La tornade noire fut déportée de cinq mètres, elle sortit même à moitié du wagon. Mais pour revenir aussitôt en zigzaguant vers sa victime, sans perdre sa forme.

Quelle force !

Quelle persévérance !

On raconte, bien que je ne l’aie jamais observé, qu’une tornade

déportée ne serait-ce que de deux ou trois mètres perd le sens de l’orientation, se colle à la personne la plus proche. Ce qui est fort regrettable, mais une malédiction destinée à autrui agit beaucoup plus faiblement et la nouvelle cible a toutes les chances de s’en sortir.

Mais cette tornade regagnait ses positions, comme un chien fidèle qui revient vers son maître.

Le train était en passe de s’arrêter. La tornade, de nouveau suspendue au-dessus de la jeune femme, tourbillonnait même plus vite que quelques instants plus tôt. Je ne pouvais rien faire de plus. A cette station se trouvait le but d’une semaine d’errances à travers Moscou. Impossible de le laisser filer. Le chef m’aurait mangé tout cru… peut-être même au sens propre.

Lorsque les portes se sont ouvertes en chuintant, j’ai regardé une dernière fois la jeune femme pour mémoriser son aura. Je n’avais pas beaucoup de chances de la retrouver dans une ville aussi immense. Cependant, il faudrait essayer.

Mais pas maintenant.

Je suis sorti du wagon et j’ai observé les passagers. Je manquais d’expérience sur le terrain, le chef avait raison. Mais sa méthode pour parfaire mon apprentissage ne me plaisait pas le moins du monde.

Comment diantre étais-je censé trouver ce que je cherchais ?

Personne alentour n’éveillait mes soupçons. Station Koursk, sur la ligne circulaire, les voyageurs étaient nombreux : les uns débarquaient de la gare, les autres avaient hâte de prendre leur correspondance pour regagner les faubourgs. Il y avait aussi les vendeurs du bazar qui rentraient chez eux… En fermant légèrement les yeux, je pouvais observer un spectacle plus intéressant : celui de leurs auras, faiblissantes vers le soir. Parmi elles brûlait la tache écarlate d’une colère, un couple qui avait hâte de se retrouver au lit étincelait d’une lueur orange vif, les traînées brun-gris de quelques ivrognes vacillaient çà et là en se disloquant.

Pas la moindre trace. Juste cette sécheresse dans la gorge, les

gencives qui démangent et le cœur qui bat la chamade. Et aussi un goût de sang sur les lèvres. Une excitation grandissante.

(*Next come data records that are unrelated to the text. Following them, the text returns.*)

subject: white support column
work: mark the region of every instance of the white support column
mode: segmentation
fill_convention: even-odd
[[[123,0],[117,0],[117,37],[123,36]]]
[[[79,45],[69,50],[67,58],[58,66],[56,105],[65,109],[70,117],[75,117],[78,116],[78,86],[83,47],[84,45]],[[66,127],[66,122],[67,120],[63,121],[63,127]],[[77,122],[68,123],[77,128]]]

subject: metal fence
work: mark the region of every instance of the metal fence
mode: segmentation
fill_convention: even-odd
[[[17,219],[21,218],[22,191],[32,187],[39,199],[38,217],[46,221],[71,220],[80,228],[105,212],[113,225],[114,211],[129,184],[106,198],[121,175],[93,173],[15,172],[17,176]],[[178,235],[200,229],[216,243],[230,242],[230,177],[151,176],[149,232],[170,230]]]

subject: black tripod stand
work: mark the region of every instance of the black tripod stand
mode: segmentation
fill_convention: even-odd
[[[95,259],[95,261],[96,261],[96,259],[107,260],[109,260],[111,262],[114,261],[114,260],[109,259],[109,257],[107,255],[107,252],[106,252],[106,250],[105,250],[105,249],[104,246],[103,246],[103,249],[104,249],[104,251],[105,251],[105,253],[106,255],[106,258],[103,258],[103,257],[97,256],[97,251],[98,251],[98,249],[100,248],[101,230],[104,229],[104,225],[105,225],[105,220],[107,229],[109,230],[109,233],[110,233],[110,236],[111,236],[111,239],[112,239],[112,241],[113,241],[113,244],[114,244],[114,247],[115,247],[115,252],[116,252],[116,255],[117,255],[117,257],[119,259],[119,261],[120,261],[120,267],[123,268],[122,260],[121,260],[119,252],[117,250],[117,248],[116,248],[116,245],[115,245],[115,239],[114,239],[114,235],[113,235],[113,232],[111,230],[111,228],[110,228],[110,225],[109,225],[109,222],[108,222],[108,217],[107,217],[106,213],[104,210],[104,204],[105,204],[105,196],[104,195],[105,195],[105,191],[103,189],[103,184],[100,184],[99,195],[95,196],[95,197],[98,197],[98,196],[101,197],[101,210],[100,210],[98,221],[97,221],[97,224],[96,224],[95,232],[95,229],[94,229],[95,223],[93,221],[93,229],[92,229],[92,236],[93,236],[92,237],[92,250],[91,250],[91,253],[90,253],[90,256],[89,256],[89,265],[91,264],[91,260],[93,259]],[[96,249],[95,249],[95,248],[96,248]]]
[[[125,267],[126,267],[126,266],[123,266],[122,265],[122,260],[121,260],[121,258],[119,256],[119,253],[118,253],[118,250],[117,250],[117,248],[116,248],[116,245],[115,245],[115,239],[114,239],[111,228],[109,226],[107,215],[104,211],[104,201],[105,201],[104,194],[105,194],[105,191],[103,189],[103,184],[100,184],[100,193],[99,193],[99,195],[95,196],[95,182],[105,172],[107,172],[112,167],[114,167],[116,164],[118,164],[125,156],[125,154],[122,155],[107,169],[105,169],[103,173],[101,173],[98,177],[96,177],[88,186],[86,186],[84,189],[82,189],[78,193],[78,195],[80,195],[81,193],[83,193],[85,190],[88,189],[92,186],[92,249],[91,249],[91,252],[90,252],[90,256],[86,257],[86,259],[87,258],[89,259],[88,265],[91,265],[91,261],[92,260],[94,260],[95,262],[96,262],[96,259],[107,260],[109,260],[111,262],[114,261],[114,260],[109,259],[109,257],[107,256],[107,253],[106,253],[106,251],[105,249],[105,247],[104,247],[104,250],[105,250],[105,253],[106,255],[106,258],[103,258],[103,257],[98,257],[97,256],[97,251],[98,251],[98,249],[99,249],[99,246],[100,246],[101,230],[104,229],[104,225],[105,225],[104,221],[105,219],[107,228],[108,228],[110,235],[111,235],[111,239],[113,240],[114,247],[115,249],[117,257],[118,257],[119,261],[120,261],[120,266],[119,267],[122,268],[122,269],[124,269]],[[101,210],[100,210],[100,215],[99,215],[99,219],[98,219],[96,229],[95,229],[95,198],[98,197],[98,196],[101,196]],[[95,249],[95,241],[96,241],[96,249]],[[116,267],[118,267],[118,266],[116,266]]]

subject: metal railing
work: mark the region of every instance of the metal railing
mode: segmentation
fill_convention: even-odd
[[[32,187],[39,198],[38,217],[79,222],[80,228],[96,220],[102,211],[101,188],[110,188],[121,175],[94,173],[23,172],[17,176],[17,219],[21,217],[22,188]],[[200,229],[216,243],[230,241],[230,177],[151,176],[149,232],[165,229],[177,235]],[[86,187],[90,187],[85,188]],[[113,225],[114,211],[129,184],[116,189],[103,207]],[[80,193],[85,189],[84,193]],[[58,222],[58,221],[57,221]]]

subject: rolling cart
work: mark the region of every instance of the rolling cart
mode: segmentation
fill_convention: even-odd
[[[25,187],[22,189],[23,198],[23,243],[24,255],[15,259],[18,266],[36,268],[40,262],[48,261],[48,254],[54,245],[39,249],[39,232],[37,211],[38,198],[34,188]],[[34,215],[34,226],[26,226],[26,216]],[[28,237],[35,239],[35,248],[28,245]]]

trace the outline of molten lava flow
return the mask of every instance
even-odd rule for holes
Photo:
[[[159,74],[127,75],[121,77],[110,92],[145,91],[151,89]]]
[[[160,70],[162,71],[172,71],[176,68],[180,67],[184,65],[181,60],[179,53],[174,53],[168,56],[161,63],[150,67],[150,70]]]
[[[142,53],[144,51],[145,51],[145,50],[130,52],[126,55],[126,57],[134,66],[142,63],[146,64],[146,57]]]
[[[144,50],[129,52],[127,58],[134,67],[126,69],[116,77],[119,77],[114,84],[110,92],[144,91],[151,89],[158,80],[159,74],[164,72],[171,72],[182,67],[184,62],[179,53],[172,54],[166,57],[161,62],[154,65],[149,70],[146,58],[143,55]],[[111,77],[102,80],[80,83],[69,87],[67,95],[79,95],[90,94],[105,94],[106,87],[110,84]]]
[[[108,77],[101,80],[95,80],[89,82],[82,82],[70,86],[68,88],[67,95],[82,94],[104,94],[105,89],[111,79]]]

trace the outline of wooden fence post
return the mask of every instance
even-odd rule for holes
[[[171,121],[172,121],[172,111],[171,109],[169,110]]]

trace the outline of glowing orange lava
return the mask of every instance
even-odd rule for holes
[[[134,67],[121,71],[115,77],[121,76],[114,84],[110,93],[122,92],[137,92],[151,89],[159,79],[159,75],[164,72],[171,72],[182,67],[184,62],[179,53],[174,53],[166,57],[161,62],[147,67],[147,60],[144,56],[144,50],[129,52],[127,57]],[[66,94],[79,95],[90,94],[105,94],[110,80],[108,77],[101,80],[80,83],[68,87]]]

Des symptômes indirects mais trop flagrants pour être négligés.

Qui était-ce donc ?

Le train s’est ébranlé derrière mon dos. La sensation de toucher au but ne me quittait pas, nous étions donc tout près l’un de l’autre. Un second train arrivait en sens inverse. J’ai senti mon objectif bouger dans cette direction.

En avant !

J’ai traversé le quai, louvoyant entre les voyageurs qui cherchaient leur correspondance sur les panneaux indicateurs, pour me diriger vers la queue du convoi, la sensation de proximité s’est affaiblie, je me suis élancé vers le wagon de tête… oui, c’était par là.

Comme dans un jeu d’enfant. Je « brûlais ».

Les gens montaient. Je courais le long du train, sentant ma bouche s’emplir de salive épaisse, mes dents me faisaient mal, mes doigts se crispaient. Dans mes écouteurs résonnait :

In the shadow of the moon, She danced in the starlight Whispering a hauting tune To the night…

Une chanson appropriée aux circonstances.